Michael Shermer on Divine hiddenness
Shermer argues that God's hiddenness is most simply explained by God's nonexistence, and that the theological explanations for the silence are ad hoc.
Michael Shermer approaches divine hiddenness as a sceptic who has spent decades evaluating extraordinary claims. His position is straightforward: the simplest explanation for God's apparent absence is that God is absent — not hidden, not testing us, not respecting our free will, but simply not there. Every other explanation requires additional, unsupported assumptions.
Shermer is critical of the claim that God hides to preserve free will or to make faith meaningful. He points out that according to the Bible itself, God appeared directly to numerous people — Moses, Abraham, Paul — without apparently violating their free will. If direct revelation was compatible with free will then, it should be compatible with free will now. The fact that God has apparently changed his communication strategy is better explained by the hypothesis that the earlier reports were mistaken than by the hypothesis that God has adopted a new policy.

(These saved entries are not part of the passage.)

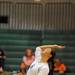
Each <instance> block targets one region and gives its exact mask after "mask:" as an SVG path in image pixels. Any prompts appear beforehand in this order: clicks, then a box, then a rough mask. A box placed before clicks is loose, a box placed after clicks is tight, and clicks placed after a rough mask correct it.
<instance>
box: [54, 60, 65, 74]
mask: <svg viewBox="0 0 75 75" xmlns="http://www.w3.org/2000/svg"><path fill="white" fill-rule="evenodd" d="M54 71H55V72H58V73H60V74H63V73H64V72H65V71H66V66H65V64H63V63H62V62H61V59H56V60H55V64H54Z"/></svg>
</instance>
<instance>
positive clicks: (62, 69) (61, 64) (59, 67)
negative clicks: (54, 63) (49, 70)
mask: <svg viewBox="0 0 75 75" xmlns="http://www.w3.org/2000/svg"><path fill="white" fill-rule="evenodd" d="M54 66H55V68H57V71H65V70H66V66H65V65H64V64H61V65H60V66H57V65H56V64H55V65H54Z"/></svg>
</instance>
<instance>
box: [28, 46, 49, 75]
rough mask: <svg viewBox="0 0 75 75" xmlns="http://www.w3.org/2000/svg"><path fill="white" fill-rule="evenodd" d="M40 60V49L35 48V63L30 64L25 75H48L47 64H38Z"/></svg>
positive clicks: (48, 69)
mask: <svg viewBox="0 0 75 75" xmlns="http://www.w3.org/2000/svg"><path fill="white" fill-rule="evenodd" d="M40 60H41V50H40V47H37V48H36V52H35V61H34V62H33V63H32V64H31V66H30V68H29V70H28V71H27V75H48V73H49V67H48V63H43V62H41V63H40V62H39V61H40Z"/></svg>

His broader framework for evaluating the hiddenness question draws on Bayesian reasoning. On the hypothesis that God exists and wants to be known, we would expect clear evidence of his existence. On the hypothesis that God does not exist, we would expect exactly what we observe: silence. The evidence, Shermer argues, strongly favours the second hypothesis.
“If God is hiding, he's hiding exactly the way a nonexistent being would hide. At some point, Occam's Razor should apply.”